Among the independent voices supporting the whole landscape strategy is His Royal Highness The Prince of Wales, a leading proponent of efforts to link programs to reduce deforestation, increase agriculture production, address climate change and make food supply chains sustainable. “The world desperately needs private, public, civil society partnerships that can support transitions to sustainability at a landscape scale,” he says.

The coalition seeks to catapult landscape partnerships into the center of agricultural and environmental policies and programs, starting with Rio+20. It is calling on governments, funders, farmers, land managers and businesses to adopt and strengthen whole landscape approaches; design supportive in-country policies; encourage businesses seeking sustainability options to incorporate landscape approaches; develop new forms of financing;  improve the quality of research on landscape approaches; and create links among stakeholder groups.
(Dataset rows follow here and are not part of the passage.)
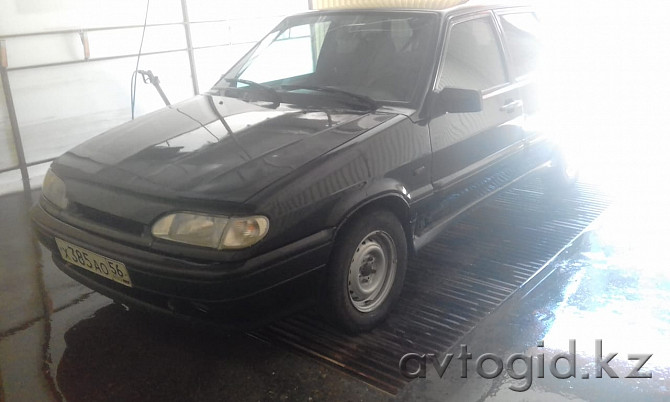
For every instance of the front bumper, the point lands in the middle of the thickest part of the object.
(236, 294)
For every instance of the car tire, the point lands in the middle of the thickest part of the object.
(366, 271)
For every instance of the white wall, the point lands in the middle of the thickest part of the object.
(59, 106)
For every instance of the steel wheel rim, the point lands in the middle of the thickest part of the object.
(372, 271)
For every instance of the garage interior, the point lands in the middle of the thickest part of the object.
(522, 273)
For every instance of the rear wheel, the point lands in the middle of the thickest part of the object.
(366, 271)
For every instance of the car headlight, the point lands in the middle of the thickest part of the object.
(53, 189)
(219, 232)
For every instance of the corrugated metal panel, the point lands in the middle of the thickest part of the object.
(454, 282)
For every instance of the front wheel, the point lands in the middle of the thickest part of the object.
(366, 271)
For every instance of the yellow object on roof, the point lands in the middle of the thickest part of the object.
(345, 4)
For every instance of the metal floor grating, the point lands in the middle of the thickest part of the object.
(455, 281)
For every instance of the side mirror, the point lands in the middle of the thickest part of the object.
(456, 100)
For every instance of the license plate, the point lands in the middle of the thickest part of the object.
(96, 263)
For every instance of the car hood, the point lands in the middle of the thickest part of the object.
(212, 147)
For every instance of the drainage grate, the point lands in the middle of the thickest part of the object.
(456, 280)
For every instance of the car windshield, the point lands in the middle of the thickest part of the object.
(364, 58)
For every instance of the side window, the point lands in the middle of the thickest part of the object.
(473, 59)
(522, 35)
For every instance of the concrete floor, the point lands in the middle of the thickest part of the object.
(60, 341)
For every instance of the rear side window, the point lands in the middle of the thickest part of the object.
(473, 59)
(522, 35)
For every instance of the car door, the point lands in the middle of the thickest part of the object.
(467, 146)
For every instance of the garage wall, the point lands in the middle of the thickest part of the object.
(68, 65)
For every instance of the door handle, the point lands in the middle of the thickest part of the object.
(511, 105)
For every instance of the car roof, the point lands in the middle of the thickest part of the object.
(441, 6)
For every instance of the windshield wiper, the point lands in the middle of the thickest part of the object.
(364, 99)
(267, 88)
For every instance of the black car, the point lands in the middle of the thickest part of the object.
(340, 144)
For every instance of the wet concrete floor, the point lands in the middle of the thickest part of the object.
(60, 341)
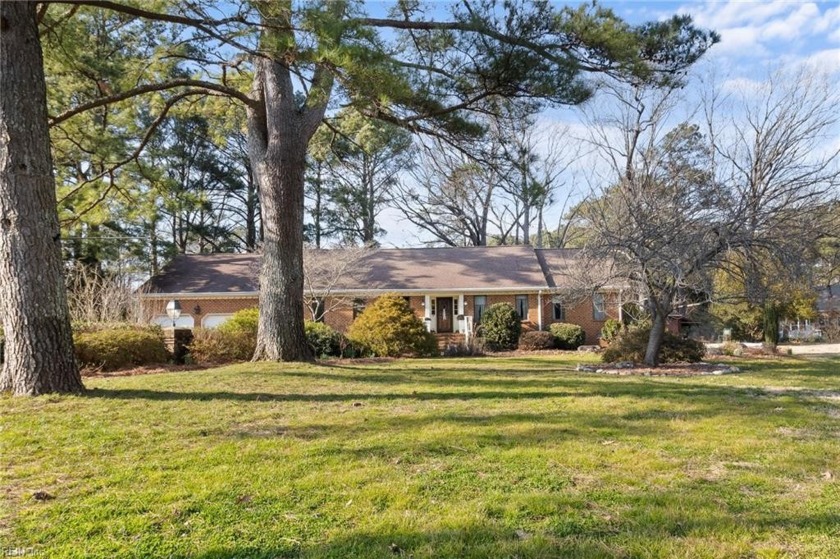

“The world has a voracious appetite for food, water and energy,” says Achim Steiner, UN under-secretary-general and executive director of the United Nations Environment Programme (UNEP), a co-organizer of the Initiative. “A narrow focus on sector-specific solutions to satisfying that appetite will ultimately lead to disaster. We must not miss the opportunity of Rio+20 to establish broad, integrated approaches that serve multiple interests.”

Partners in the Landscapes for People, Food and Nature Initiative are modeling the whole landscape approach. Conservation International is working in Latin America, Asia and Africa to help farmers, communities, governments and other partners to combine protection of natural areas in agricultural landscapes with use of improved farming practices to ensure sustainable, resilient production systems. Mapping by the World Resources Institute has identified 2 billion hectares suitable for landscape restoration. The United Nations Food and Agriculture Organization is supporting many landscape initiatives, such as multi-use watershed management in the Fouta Djallon Highlands in West Africa, the Kagera river basin in East Africa, and in Haiti.

Courtesy: Landscapes for People, Food and Nature Initiative; Ecoagriculture Partners.